## A story about Katherine

**Katherine** went to the concert to see '**Catheryn** and the **Cathryns**'. She ran into her friend **Kathryn**, who introduced **Katherine** to her friend **Catherine**. Together, they enjoyed the concert while texting inaudible snippets to their mutual friend, **Kathrin**. Their mercurial friend, **katharine**, felt left out.

#### Find all instances of "Katherine"

In [1]:
story = "Katherine went to the concert to see 'Catheryn and the Cathryns'. She ran into her friend Kathryn, who introduced Katherine to her friend Catherine. Together, they enjoyed the concert while texting inaudible snippets to their mutual friend, Kathrin.

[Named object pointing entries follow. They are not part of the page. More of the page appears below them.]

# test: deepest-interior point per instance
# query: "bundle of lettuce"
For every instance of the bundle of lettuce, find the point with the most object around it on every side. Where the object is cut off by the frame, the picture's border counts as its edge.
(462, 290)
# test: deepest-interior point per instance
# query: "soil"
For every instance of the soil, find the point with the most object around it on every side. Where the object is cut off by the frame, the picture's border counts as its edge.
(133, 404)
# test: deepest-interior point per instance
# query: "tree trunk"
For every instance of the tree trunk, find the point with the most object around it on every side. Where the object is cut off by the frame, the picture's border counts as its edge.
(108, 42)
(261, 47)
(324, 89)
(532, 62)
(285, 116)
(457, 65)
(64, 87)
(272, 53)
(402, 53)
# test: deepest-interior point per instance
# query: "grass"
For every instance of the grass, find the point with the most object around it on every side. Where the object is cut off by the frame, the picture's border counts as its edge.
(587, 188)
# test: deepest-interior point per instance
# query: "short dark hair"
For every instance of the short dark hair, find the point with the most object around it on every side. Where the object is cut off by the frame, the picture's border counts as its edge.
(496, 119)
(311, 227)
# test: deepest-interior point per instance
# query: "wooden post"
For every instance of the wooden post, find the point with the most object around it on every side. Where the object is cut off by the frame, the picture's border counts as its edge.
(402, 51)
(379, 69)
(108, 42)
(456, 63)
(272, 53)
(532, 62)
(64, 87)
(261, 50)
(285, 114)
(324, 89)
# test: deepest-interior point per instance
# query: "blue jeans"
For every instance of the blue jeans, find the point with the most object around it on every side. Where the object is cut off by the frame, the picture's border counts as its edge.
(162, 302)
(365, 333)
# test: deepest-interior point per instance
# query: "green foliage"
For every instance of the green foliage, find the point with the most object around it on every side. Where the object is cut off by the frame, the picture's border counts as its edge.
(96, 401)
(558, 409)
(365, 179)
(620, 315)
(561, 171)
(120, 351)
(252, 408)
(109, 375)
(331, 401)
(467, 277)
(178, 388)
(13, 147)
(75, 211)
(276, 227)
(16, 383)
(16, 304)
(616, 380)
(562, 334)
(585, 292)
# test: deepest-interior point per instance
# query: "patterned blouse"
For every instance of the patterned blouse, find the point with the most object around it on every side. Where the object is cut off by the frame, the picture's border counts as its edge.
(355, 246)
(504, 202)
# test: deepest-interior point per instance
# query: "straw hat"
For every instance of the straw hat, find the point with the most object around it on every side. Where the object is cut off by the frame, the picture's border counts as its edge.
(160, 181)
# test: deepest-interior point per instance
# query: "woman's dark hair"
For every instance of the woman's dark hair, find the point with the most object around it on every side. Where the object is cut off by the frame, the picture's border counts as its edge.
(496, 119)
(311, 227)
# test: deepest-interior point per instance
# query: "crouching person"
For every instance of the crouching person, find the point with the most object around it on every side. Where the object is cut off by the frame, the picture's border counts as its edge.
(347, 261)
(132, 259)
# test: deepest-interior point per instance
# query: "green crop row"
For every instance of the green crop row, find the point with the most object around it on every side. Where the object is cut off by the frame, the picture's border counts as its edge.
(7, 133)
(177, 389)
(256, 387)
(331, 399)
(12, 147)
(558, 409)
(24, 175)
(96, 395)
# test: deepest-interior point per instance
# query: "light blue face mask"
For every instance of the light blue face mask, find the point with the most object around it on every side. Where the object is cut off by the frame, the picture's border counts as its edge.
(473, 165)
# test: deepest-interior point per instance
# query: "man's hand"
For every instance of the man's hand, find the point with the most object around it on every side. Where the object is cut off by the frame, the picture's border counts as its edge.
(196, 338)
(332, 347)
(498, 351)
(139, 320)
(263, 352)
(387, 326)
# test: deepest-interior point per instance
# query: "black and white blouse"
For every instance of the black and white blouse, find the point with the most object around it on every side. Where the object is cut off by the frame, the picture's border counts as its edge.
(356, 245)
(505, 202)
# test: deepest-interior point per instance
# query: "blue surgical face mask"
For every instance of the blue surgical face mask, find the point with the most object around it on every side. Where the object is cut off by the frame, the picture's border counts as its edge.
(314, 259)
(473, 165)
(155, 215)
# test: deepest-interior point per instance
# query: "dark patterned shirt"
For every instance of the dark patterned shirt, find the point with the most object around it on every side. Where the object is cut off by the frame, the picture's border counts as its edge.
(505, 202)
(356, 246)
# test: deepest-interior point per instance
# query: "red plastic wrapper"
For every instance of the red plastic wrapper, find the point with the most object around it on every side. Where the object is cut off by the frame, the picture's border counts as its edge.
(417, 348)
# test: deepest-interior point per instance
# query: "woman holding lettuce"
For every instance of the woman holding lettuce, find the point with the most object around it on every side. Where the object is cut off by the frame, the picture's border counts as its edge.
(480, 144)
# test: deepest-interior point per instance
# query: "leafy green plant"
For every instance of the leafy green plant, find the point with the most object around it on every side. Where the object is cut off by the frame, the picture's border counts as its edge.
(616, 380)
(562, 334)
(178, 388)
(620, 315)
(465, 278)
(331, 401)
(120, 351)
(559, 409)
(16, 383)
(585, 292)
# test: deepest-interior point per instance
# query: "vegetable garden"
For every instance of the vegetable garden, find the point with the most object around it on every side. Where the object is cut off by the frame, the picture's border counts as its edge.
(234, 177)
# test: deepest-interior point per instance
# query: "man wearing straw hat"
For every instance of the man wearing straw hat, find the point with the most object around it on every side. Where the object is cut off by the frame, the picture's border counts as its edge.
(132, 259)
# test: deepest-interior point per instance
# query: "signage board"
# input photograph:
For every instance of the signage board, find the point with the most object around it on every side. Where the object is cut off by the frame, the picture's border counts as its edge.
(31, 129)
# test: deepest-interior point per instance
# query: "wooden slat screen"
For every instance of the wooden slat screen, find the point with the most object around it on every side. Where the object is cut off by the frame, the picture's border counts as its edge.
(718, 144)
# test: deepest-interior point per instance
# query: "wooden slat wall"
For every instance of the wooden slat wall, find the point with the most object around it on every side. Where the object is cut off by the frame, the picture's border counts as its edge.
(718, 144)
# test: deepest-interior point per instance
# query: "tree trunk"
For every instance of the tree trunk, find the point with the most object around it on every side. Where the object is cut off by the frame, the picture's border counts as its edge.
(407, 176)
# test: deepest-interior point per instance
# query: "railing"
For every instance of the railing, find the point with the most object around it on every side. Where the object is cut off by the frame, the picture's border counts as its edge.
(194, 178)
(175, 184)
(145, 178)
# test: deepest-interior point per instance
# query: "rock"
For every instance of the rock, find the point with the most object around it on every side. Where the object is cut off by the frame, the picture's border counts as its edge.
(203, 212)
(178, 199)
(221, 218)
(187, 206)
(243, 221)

Their mercurial friend, katharine, cried in the bathtub"

In [4]:
import re
attempt1 = re.compile('[ck]+ath[aey]?r[eiy]ne*\w*', re.I)
match1 = re.findall(attempt1, story)
print(match1)
print(len(match1))

['Katherine', 'Catheryn', 'Cathryns', 'Kathryn', 'Katherine', 'Catherine', 'Kathrin', 'katharine']
8


In [5]:
attempt2 = re.compile('[ck]ath\w+', re.I)
match2 = re.findall(attempt2, story)
print(match2)
print(len(match2))

['Katherine', 'Catheryn', 'Cathryns', 'Kathryn', 'Katherine', 'Catherine', 'Kathrin', 'katharine']
8


## Load Python's `re` module

- Regular expression functions are not loaded by default
- Need to load the `re` module at the beginning of your script

In [6]:
import re

## Regular expressions
- A regular expression, or _pattern_, is a construct that either matches – or doesn't match – all of or, more typically, part of a string
- String matching is an all or nothing proposition
    - matches return a match object that we can work with
    - non-matches return None, which evaluates as False

## Regular expressions are often embedded within conditionals

if re.search("pattern", string): do something else: do something different

## Exact matches are trivial

In [9]:
artist = 'Alicia.Keys'
if(re.search('Key', artist)):
    print("Found a match!")

Found a match!


## Metacharacters
   - special characters (metacharacters) and character classes to help you search for more complex patterns
   - **character class**: a list of possible characters inside square brackets [ ]
   - matches any single character within the class

        - [ACGTacgt]
        - [abcwxyz6789]
        - [a-cw-z6-9]
        - [ \t\n]

---

   - you can negate a character class to look for everything **but** the characters in your character class
        - [^ACGTacgt] (does my DNA sequence have non-nucleotide characters?)
        - [^ \t\n]

In [10]:
# find any uppercase letter
match = re.search("[A-Z]", artist)

# print the match (object)
print(artist)
print(match)

Alicia.Keys
<re.Match object; span=(0, 1), match='A'>


## How to find all the matches in a string

In [12]:
dna = 'ACGTRTAANNNNNNNNNNNNNNNNNNNNNNNNNN'
match = re.findall("[^ACGT]", dna)

# the match is returned in a list
print(match)

# print the first match
print(match[0])
print(match.count('N'))
print(match.count('N')/len(dna))

['R', 'N', 'N', 'N', 'N', 'N', 'N', 'N', 'N', 'N', 'N', 'N', 'N', 'N', 'N', 'N', 'N', 'N', 'N', 'N', 'N', 'N', 'N', 'N', 'N', 'N', 'N']
R
26
0.7647058823529411


## Character class shortcuts

| Shortcut | Character class | Description                |
| :------: | :-------------- | :------------------------- |
| \d       | [0-9]           | a digit                    |
| \D       | [^0-9]          | a non-digit                |
| \s       | [ \t\n\r\f]     | a whitespace character     |
| \S       | [^ \t\n\r\f]    | a non-whitespace character |
| \w       | [a-zA-Z0-9]     | a 'word' character         |
| \W       | [^a-zA-Z0-9]    | a 'non-word' character     |


## Find non-word characters

In [16]:
my_string = 'AcgTaaC&&9\\t----653\\\\\\\\-\\n'
match = re.findall("[\W'\']", my_string)

for i in match:
    print(i)

&
&
\
-
-
-
-
\
\
\
\
-
\


## Metacharacters

These characters serve a function when used in regular expressions: 

        \  |  (  )  [  ]  {  }  ^  $  *  +  ?  .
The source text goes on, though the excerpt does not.